Tech leaders like Elon Musk and Jeff Bezos propose launching data centres into orbit to power AI's massive computing needs, but experts highlight formidable hurdles. From vast solar panels and cooling issues to radiation risks, building such facilities in space remains far off. Projects like Google's 2027 prototypes show early interest, yet production-scale viability is distant.
The surge in demand for generative AI, such as ChatGPT, has intensified the need for enormous data centres requiring gigawatts of power—comparable to that consumed by millions of households. On Earth, these facilities increasingly rely on unsustainable energy sources like natural gas, as renewables struggle to provide the necessary scale and reliability.
To address this, figures like Elon Musk and Jeff Bezos have floated the idea of orbital data centres in low Earth orbit, harnessing constant sunlight via solar panels for uninterrupted power. Bezos, through his company Blue Origin, predicts gigawatt-scale facilities could emerge in 10 to 20 years.
Google is advancing more tangible efforts with Project Suncatcher, planning to launch two prototype satellites equipped with its TPU AI chips in 2027. Meanwhile, Nvidia-backed Starcloud made strides this year by deploying a single H100 graphics processing unit in space, though this pales against the million such chips reportedly used by OpenAI.
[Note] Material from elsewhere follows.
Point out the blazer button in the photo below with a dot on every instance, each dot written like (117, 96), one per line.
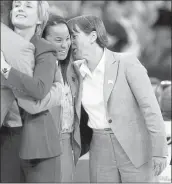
(110, 121)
Experts remain skeptical about near-term feasibility. Benjamin Lee from the University of Pennsylvania states, “From an academic research perspective, [space data centres] are nowhere near production level.” Key obstacles include the immense physical footprint: AI's power demands necessitate square kilometres of solar panels, while cooling in the vacuum of space relies solely on radiating heat away, without Earth's evaporative methods. Lee notes, “Square kilometres of area will be used independently for both the energy, but also for the cooling.” Starcloud envisions a 5000-megawatt centre spanning 16 square kilometres—400 times the area of the International Space Station's solar arrays.
Additional challenges encompass high-energy radiation that can induce computational errors, necessitating restarts and error corrections, thus imposing a “performance discount” compared to Earth-based systems. Coordinating thousands of satellites would demand precise laser communications, complicated by atmospheric interference with Earth links.
Krishna Muralidharan at the University of Arizona views these as surmountable: “It’s not a problem, it’s a challenge,” citing potential innovations like thermoelectric devices to recycle heat into electricity. He adds, “It’s a question of when and not if.”
Looking ahead, even if AI's computational hunger plateaus—as early signs suggest with training requirements potentially peaking—space data centres could still aid lunar exploration or Earth observation, per Muralidharan.